IMPORTANT NOTE: Most of what is discussed here has already being implemented by BeOS since 1996, however the author has never used BeOS and so he was not familiar with its capabilities while writing this article.


As technical people, we can all think of a bunch
of cunning uses for a database filesystem. My personal dream use
would be a superlative code management system; when integrated with a
good editor/IDE, it could provide revision control, tagging,
searchable documentation, name completion, and probably any number of
other things. Imagine being able to search the Doxygen comments for
the function you can vaguely remember provides exactly the feature you
want. Imagine being able to find every place a method is called so
you can tweak its interface. Imagine being able to examine, shuffle
and package changesets, like Bitkeeper.

But that is quite a lot to implement all in one go, even as an
imaginary system, and it doesn’t really
show how a general user would be able to take advantage of the tools
we want to provide.

Instead, I’d like to focus on the humble email client. Email clients
have a number of features that make them interesting here:

  • Everyone uses a mail client
  • Email messages have a bunch of attributes that can be easily extracted
  • Mail clients use a custom database

The latter item is particularly intriguing. Email clients have a
custom database, but what do they do with it? They use it to
implement what at first sight appears to be a straightforward
filesystem with folders and files just like the OS-native version.
There are some deviations from this norm like the virtual folders in
Thunderbird and Evolution, and I believe Opera uses a more generic
database in their mail client, but predominately we are still using a
hierarchical structure to organize our email.

This observation inspires the following questions:

  • If database filesystems are so good, are there any good reasons why no-one has implemented one for email?
  • Can we explore the usefulness of a database filesystem by implementing one within a mail client?
  • What “killer features” would such a mail client provide, and would they convince users to switch?
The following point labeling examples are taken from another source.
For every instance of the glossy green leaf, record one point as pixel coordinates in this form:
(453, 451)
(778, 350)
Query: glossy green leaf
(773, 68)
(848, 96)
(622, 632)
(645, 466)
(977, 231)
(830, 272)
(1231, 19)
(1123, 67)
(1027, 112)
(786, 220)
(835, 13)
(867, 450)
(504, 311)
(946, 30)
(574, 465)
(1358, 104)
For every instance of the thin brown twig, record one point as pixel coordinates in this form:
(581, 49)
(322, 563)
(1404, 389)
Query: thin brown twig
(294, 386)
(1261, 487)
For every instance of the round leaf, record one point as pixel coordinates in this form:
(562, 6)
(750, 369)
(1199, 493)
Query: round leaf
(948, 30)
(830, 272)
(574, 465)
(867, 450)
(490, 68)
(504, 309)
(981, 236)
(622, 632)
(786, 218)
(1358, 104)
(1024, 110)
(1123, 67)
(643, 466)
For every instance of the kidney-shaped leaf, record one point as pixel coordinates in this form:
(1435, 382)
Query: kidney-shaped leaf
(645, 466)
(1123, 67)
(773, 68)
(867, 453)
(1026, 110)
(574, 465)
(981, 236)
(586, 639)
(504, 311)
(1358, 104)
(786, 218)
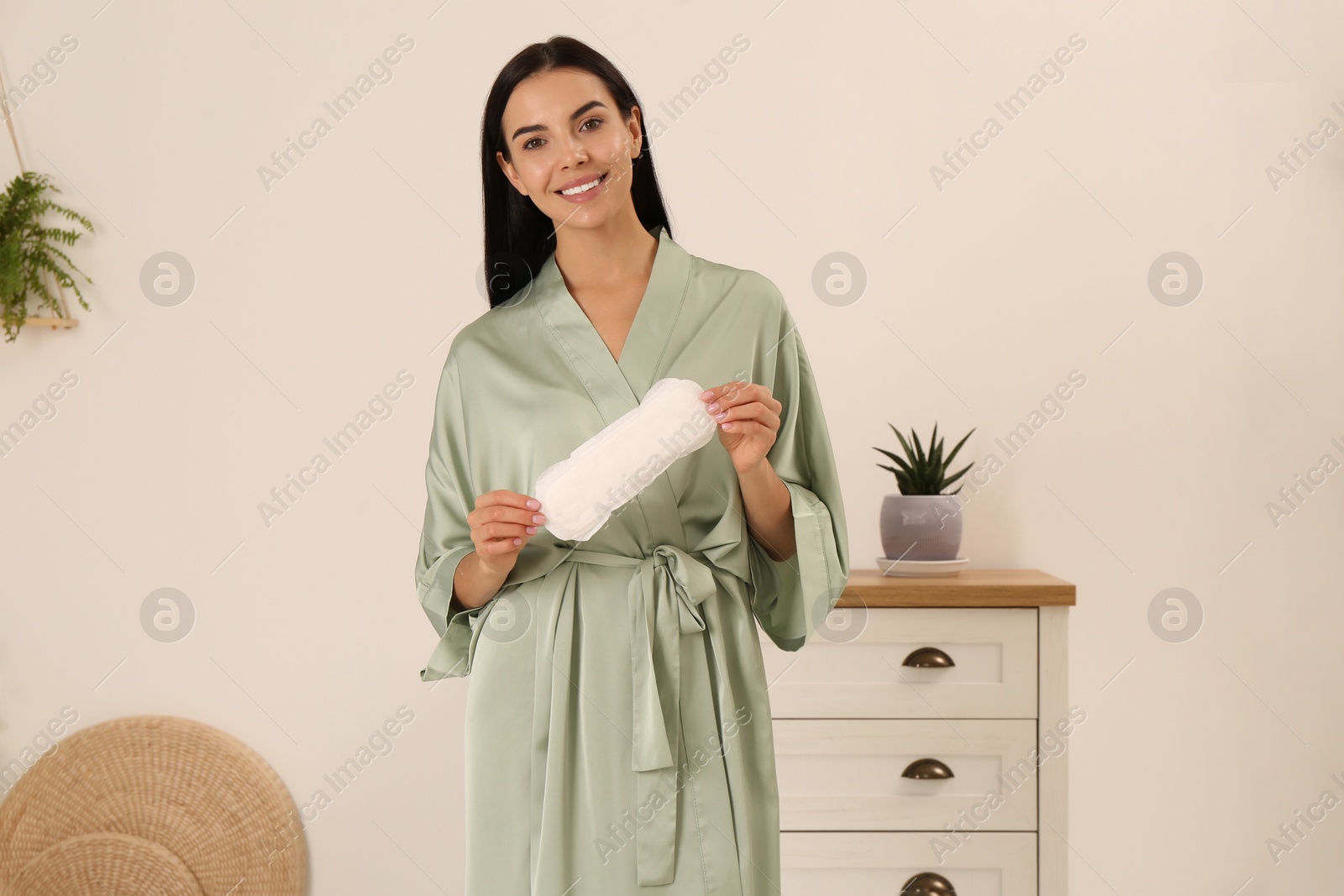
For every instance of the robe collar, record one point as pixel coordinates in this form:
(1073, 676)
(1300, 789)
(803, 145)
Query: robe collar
(643, 356)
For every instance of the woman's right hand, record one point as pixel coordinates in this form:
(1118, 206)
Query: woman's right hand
(501, 523)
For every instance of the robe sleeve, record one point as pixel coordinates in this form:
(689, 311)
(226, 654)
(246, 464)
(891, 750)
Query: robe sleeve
(792, 598)
(447, 537)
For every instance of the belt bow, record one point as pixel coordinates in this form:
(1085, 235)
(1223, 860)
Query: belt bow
(664, 604)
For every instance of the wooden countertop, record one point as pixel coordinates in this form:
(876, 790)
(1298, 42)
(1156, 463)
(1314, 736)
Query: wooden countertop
(967, 589)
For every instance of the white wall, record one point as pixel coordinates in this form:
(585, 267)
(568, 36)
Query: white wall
(1030, 264)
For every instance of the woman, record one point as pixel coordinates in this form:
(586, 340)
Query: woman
(617, 726)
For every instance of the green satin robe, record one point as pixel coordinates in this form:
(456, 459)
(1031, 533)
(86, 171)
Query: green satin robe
(617, 732)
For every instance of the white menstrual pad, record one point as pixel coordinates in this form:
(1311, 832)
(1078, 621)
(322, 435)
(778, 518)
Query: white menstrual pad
(580, 493)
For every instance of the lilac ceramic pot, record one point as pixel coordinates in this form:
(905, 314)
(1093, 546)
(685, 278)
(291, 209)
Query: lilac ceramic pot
(921, 527)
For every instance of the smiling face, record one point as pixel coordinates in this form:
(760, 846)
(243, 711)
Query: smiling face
(564, 134)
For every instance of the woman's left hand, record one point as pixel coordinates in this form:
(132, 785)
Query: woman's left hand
(749, 421)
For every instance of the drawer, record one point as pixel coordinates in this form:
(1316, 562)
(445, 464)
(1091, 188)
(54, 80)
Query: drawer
(847, 774)
(855, 667)
(879, 864)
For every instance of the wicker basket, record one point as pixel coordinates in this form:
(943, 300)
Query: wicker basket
(181, 793)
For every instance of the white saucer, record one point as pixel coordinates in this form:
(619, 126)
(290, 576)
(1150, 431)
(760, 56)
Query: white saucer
(918, 569)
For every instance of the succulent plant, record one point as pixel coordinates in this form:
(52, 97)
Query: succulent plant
(924, 473)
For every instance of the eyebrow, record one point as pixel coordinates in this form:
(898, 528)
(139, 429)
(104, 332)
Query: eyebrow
(577, 113)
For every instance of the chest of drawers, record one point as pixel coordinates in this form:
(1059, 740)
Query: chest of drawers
(921, 739)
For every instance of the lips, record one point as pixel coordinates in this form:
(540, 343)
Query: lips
(582, 181)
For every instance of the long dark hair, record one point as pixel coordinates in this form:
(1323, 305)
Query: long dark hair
(519, 237)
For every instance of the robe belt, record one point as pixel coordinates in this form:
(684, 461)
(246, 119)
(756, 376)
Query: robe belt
(664, 602)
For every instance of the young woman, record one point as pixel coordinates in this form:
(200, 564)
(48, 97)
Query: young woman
(617, 726)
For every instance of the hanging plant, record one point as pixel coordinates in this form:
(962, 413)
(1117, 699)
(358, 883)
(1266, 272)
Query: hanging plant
(29, 250)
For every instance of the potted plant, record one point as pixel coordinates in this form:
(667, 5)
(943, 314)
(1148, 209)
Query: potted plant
(922, 523)
(29, 250)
The rest of this article tries to find some answers to these
questions by creating a specification for a database-backed mail
client.

The Mail Database

First of all, we should explore what features a database backed mail
client would provide the user. In a pure email system, we would only
need to store two different types of objects: email and addressbook
entries. To simplify things, I’m ignoring all the other things, like
task items and diary dates, that some mail clients store.

We can divide the attributes for each object into three different categories:

  • Intrinsic attributes – These are defined by the objects themselves, e.g.,
    • The sender, date, recipients, subject etc. for an email.
    • The name, email address etc. for an addressbook entry.
  • Client attributes – These are invented by the mail client to manage the database objects, e.g.,
    • Object type
    • Unique identifier
    • Per-message flags: draft, sent, unread, deleted etc.
    • Received date
  • User attributes – These are attributes that the user maintains e.g.,
    • Per object flags e.g., message has been replied-to, message has been forwarded, message needs response
    • Object category attributes, e.g., message is a personal/work message, addressbook entry is a friend/business associate
    • Custom attributes e.g., Deal-with-by date

The above is obviously not an exhaustive list of attributes, but I
think they give a feel for the type of things we are talking about.

We want to use the message attributes to help a user organize their
email in ways that weren’t possible with the old folder paradigm.
For example, the user might want to

  • Set a “Needs reply” flag so that the user can see which messages need to be responded to.
  • Set a “Deal with by” date so that the user can specify any deadlines imposed by the message and a completed flag the user can set when the task is complete.
  • Set flags indicating that the message is work/personal/etc.

or any other attributes that the user might think of. The important
thing is the user should be able to modify the set of attributes
whenever he wants; it might be difficult to get a user to maintain a
set of attributes that we impose on him, but he is bound to be keen to
use attributes that he defines himself.

The user can can use these new attributes to manage his email in lots of new and interesting ways, for example,

  • The user can find all messages that have been waiting for a reply for longer than a week
  • The user can find all messages with imminent deadlines
  • The user can find all work messages from a particular recipient

Creating a Message Hierarchy

One attribute type that I haven’t mentioned is a explicit message
folder. Instead we can produce a folderlike hierarchy using any set
of attributes. But will the user want to sort his email into a
hierarchy? Considering the precedents – current mail clients,
hierarchical databases and filesystems, DNS, taxonomy and any number
of other examples – I think we can safely assume that the need to
categorize objects into a hierarchy is hardwired into the human brain.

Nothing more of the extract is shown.